I have always been enamored of Renaissance France, or the idea of it: The Three Musketeers, Cyrano de Bergerac, François Villon. It seems so cheerily depraved.

To my Renaissance France, as to many others’, vestiges of the pre-moral cling, Christian as may be the milieu. That concentration on form. That personal insularity. I am reminded of that film, La Reine Margot, with its atmosphere of almost Stone-Age, almost child-like visceralness, of regal, sanctified formality enveloped in conscience-less animal impulse.

“The Worst Day of My Life” is not only about torture, though. It is also about how people, because it is normal, conventional, accepted, become inured and then blind to what is right in front of their noses, and then scream bloody murder over trifles.

“Misericord”

The word “misericord” is derived from the Latin word, misericordia, “mercy.” It has a number of meanings in English.

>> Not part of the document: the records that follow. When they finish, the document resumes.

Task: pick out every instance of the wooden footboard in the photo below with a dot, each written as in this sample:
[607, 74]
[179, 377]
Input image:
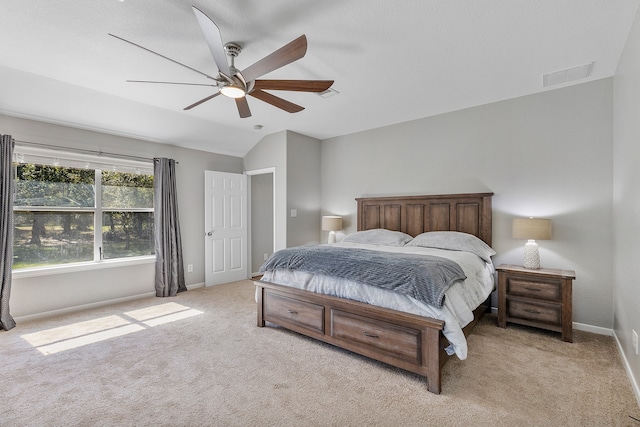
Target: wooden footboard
[407, 341]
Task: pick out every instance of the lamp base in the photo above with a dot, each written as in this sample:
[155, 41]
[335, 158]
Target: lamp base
[531, 255]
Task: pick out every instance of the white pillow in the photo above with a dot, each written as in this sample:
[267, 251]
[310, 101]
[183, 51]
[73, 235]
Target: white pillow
[379, 236]
[454, 240]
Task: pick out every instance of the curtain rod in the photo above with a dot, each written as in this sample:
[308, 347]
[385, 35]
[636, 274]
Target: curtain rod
[85, 151]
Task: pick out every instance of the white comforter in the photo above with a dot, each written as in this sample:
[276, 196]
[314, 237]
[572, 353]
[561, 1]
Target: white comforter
[460, 301]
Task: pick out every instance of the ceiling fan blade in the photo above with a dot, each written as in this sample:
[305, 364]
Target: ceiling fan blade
[213, 38]
[283, 104]
[243, 107]
[170, 83]
[288, 53]
[294, 85]
[195, 104]
[162, 56]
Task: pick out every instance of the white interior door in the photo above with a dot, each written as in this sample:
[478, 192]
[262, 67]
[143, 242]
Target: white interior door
[225, 227]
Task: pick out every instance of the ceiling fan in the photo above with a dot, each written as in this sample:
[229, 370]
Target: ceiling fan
[237, 84]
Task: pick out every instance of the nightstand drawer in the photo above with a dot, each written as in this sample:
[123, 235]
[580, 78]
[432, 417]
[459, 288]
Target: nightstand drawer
[536, 290]
[544, 313]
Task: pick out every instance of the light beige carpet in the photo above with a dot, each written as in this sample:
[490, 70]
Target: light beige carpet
[198, 359]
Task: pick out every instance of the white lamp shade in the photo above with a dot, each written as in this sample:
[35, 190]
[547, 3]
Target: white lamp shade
[531, 228]
[331, 223]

Mercy killing is not an unalloyed good. The commonsensical believe it is. Most people believe it is. When I was young, under the sway of that down-to-earth, face-the-facts, let’s-be-realistic persona young people are apt to try on before the real facts, like how tenuous facts can be, sink in, when I was young, I say (Oh, Belvedere!), I believed mercy killing an unalloyed good. Now I don’t. The thing about mercy killing is, just like torture, just like capital punishment, people imagine a scenario. One scenario, and only one. For torture it’s the ticking time-bomb. For capital punishment, punishing the guilty. For mercy killing, a coma and tubes. What people don’t realize is, there are other scenarii. There are never ticking time-bombs. Sometimes the innocent get punished. And sometimes people who thought, when healthy, that, in dire straits, they would want to die, change their minds. Or they acquiesce to save loved ones money. Or they get railroaded. Or worse.

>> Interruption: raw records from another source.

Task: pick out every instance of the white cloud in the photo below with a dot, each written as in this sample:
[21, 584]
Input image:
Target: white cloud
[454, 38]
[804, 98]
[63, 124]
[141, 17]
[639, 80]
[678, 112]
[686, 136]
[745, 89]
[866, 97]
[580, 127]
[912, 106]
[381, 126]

Mercy killing is not the only theme in “Misericord”, though. It is also about how, as Proust laments, “It is always thus, impelled by a state of mind which is destined not to last, that we make our irrevocable decisions.”

“Found in a Cave”

When I lived in San Francisco, every once in a while there would be these massive Bay-wide rush-hour traffic tie-ups whenever there was a chemical spill or something of that ilk on one of the several bridges. Clog one bridge and clog them all. I think my memory of this and other such calamities was the initial spark for the post-apocalypticism of “Found in a Cave.”

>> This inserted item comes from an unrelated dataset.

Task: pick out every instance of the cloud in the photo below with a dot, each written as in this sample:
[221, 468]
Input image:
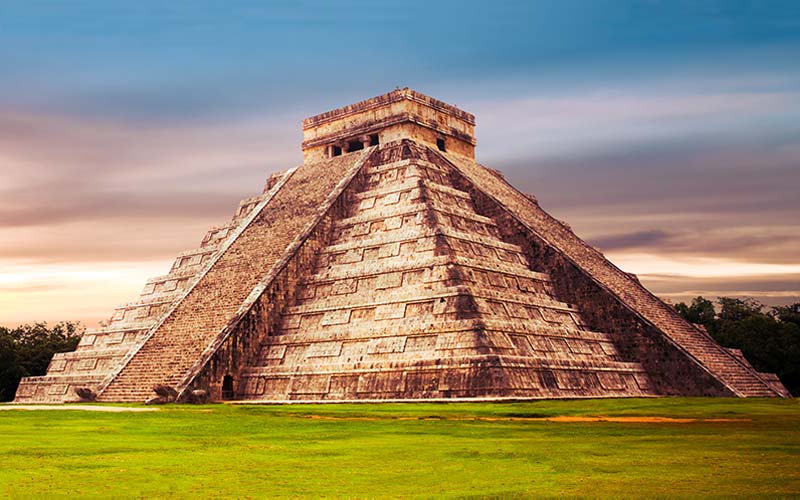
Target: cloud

I changed the eating establishment from Original Joe’s to John’s Grill because Original Joe’s burned down and then they rebuilt it far from the Tenderloin. John’s is more classic, of course. Dashiell Hammett and whatnot. But Original Joe’s was its own kind of sui generis. Oh, how I do miss bellying up to the counter with the other cab drivers at one in the morning (to get dinner before the last-call two-o’clock rush), watching the mustachioed Mexican grill chef in his Chef Boyardee hat (nobody but the owner was Italian in this Italian restaurant) as he spatulaed chopped onions into a three-quarter pound cuboid of choice ground beef and levered it into the mouth of a roaring charcoal grill, or the Chinese sauté chef as he tossed a mess of chicken liver and mushrooms or a Joe’s Special (what appeared to be several pounds of spinach, onions, beef, mushrooms and scrambled eggs) halfway to the ceiling. Oh, to have lived in the Tenderloin before the bridges were built. They say the city changed thereafter. The isolation gave it some kind of aura I would that I knew. My Tenderloin was the kind of place where some madman would pull out a gun on the street and a mob of criminals would chase him down and beat him to a pulp. I think that part is maybe endemic.

I had to stifle my urge to put paper mills in Eureka. To be up-to-date, Eureka-style, de rigeur are ruins, not mills. As with everywhere else in the United States.

I also know summat of the High Sierra. Way back in the wilderness up there abides an idyllic sylvan redoubt much like the one our survivalist Swiss Family Robinson appropriates. Unless it’s a bank now. Or a pharmacy. Maybe I should have stuck in there somewhere the time when, blithely bounding about, I almost stomped on a rattlesnake. A natural-born woodsman I would that I were.